Um dem entgegenzuwirken, hat die Regierung am 16. März einen „Resilienzplan“ vorgelegt, der besagt, dass sie ab dem 1. April 15 Cent pro Liter Benzin erstatten und 400 Millionen Euro für Landwirte bereitstellen wird.

Die von der Landwirtschaft seit langem erwarteten Maßnahmen zielen vor allem darauf ab, den Anstieg der Energie- und Rohstoffpreise zu bewältigen.

Über die Grenzen Frankreichs hinaus kündigte der französische Präsident Emmanuel Macron in einer Pressekonferenz nach dem NATO-Gipfel am Donnerstag (24. März) und nach Gesprächen mit dem Präsidenten der Afrikanischen Union, Macky Sall, auch eine neue Solidaritätsinitiative zur Eindämmung der bevorstehenden Lebensmittelkrise an.

Laut dem Präsidenten wird die Initiative mit dem Namen FARM (Food & Agriculture Resilience Mission) der ACT-A-Initiative ähneln, die von der Weltgesundheitsorganisation (WHO) als Reaktion auf die COVID-19-Krise geleitet wird.

Wir müssen „die Verantwortung übernehmen, mehr zu produzieren“, sagte Macron und bestand darauf, dass dies „unter Beachtung unserer Standards und Regeln“ geschehen werde.
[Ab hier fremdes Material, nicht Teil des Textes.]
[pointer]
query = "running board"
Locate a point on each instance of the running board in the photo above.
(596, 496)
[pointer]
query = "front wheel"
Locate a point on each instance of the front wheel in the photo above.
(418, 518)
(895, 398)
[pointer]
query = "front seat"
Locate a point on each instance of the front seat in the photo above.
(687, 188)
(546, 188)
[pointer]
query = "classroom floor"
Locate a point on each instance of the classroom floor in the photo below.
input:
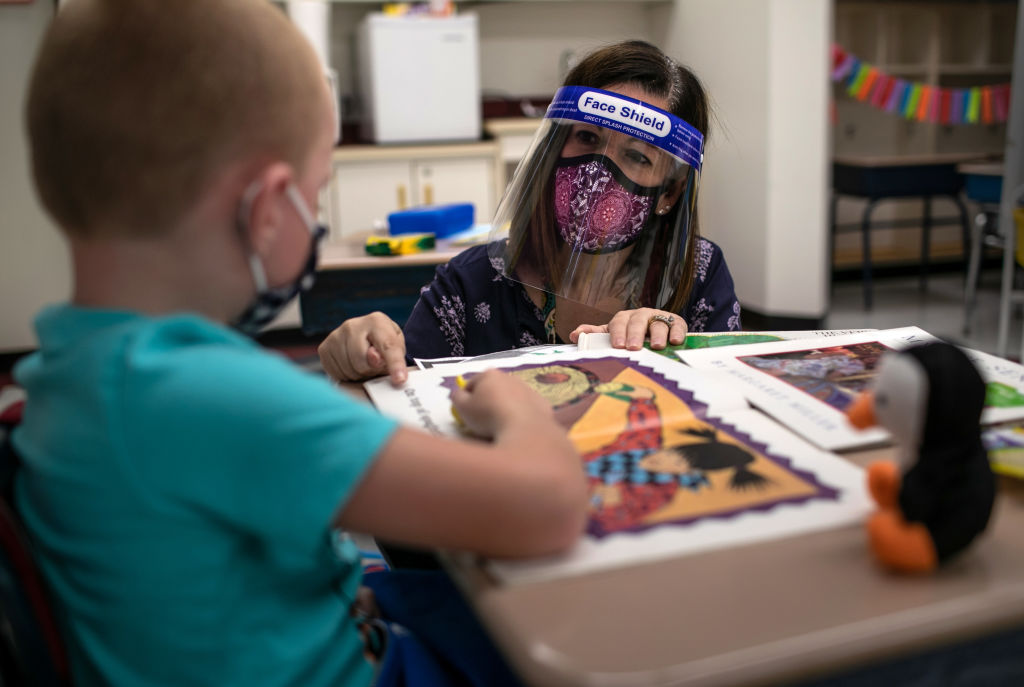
(938, 310)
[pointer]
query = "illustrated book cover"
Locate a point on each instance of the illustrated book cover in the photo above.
(676, 462)
(808, 384)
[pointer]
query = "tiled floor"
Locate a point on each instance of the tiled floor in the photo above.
(939, 309)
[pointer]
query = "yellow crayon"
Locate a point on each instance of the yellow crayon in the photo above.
(461, 382)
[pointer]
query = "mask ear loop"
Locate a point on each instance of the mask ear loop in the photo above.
(301, 208)
(245, 209)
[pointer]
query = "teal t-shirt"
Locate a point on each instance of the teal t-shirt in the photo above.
(179, 483)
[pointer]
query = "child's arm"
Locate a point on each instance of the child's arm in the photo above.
(522, 495)
(364, 347)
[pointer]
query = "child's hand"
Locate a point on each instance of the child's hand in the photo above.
(493, 401)
(364, 347)
(628, 329)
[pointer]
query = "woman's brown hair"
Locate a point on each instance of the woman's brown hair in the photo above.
(644, 66)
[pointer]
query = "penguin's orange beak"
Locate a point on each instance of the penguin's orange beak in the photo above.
(861, 413)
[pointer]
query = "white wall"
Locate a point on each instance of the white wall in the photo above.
(765, 184)
(34, 266)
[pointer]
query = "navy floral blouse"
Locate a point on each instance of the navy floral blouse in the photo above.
(471, 308)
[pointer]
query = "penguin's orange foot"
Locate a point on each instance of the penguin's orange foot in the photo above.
(901, 546)
(883, 482)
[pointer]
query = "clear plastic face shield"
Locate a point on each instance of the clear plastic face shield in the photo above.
(600, 209)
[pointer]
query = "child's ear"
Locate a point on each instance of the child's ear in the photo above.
(268, 206)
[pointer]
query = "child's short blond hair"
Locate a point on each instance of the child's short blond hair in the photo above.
(136, 105)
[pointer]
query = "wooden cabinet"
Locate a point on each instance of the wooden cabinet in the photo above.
(371, 181)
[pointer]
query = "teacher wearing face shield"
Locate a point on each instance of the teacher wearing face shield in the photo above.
(598, 231)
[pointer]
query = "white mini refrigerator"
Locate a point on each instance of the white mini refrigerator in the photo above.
(419, 78)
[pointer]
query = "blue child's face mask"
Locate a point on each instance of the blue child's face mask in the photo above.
(269, 300)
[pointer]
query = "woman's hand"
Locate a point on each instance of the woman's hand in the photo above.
(364, 347)
(628, 329)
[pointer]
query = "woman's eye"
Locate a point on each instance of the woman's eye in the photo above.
(638, 158)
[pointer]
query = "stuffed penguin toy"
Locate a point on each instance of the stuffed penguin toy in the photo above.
(930, 398)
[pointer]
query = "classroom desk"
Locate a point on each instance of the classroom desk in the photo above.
(983, 186)
(349, 283)
(774, 612)
(766, 613)
(880, 178)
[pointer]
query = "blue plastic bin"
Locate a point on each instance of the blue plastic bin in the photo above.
(441, 220)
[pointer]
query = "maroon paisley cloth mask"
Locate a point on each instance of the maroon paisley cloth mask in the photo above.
(597, 208)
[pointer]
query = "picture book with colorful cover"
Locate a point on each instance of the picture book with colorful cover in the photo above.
(808, 384)
(676, 463)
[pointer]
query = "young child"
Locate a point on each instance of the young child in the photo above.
(599, 225)
(185, 488)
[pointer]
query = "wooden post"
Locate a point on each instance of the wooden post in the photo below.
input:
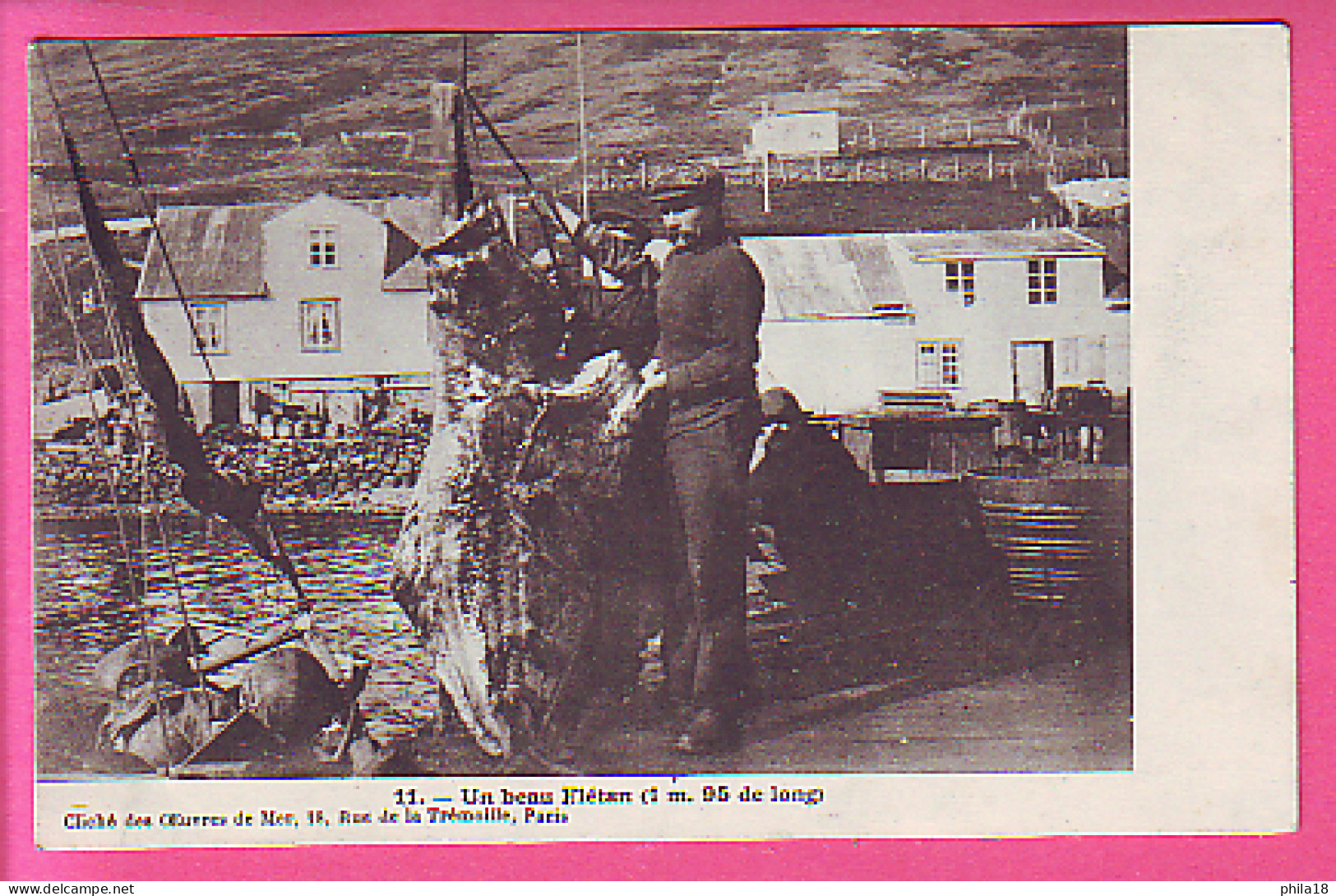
(765, 190)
Die Staats- und Regierungschefs der EU nickten FARM in einer Last-Minute-Ergänzung zum Agrarnahrungsmittel-Kapitel der Schlussfolgerung des Europäischen Rates zu, in der es heißt, dass die Unterstützung der Ernährungssicherheit und der Landwirtschaft in der Ukraine und den am stärksten gefährdeten Drittländern das Kernziel der Initiative sein wird.

Brachen und Pflanzenproteine

Um die Produktion zu steigern, hat die Europäische Kommission beschlossen, ausnahmsweise zuzulassen, dass die 4 % der Landfläche, die nicht produktiven Elementen und Flächen, einschließlich Brachland, gewidmet sind, für 2022 produktiv genutzt werden.

Der französische Minister schlägt vor, „dieses Land zu nutzen, um Proteine ​​zu produzieren, diese Pflanzen, die einen unglaublichen Beitrag zur Umwelt leisten: Sie binden Stickstoff [into the soil] und Treibhausgase reduzieren, was bedeutet, dass wir keinen Dünger verwenden müssen.“

Die Entscheidung wurde vom Agrarsektor der EU begrüßt, löste jedoch Besorgnis bei Umweltschützern aus, die vor den negativen Folgen gewarnt haben, wenn Brachland für den Anbau zugelassen wird.

So schickten beispielsweise 28 Umweltorganisationen, darunter Greenpeace France und Génération Futures, einen Brief an Macron, in dem sie den Einsatz des Krieges in der Ukraine zur Förderung einer „produktivistischen Landwirtschaft“ anprangerten.

„Abgesehen von humanitären Notlagen ist Hunger keine Frage der Produktion, sondern [a matter of] Verteilung. Ein Drittel der Weltproduktion wird verschwendet“, warnten sie.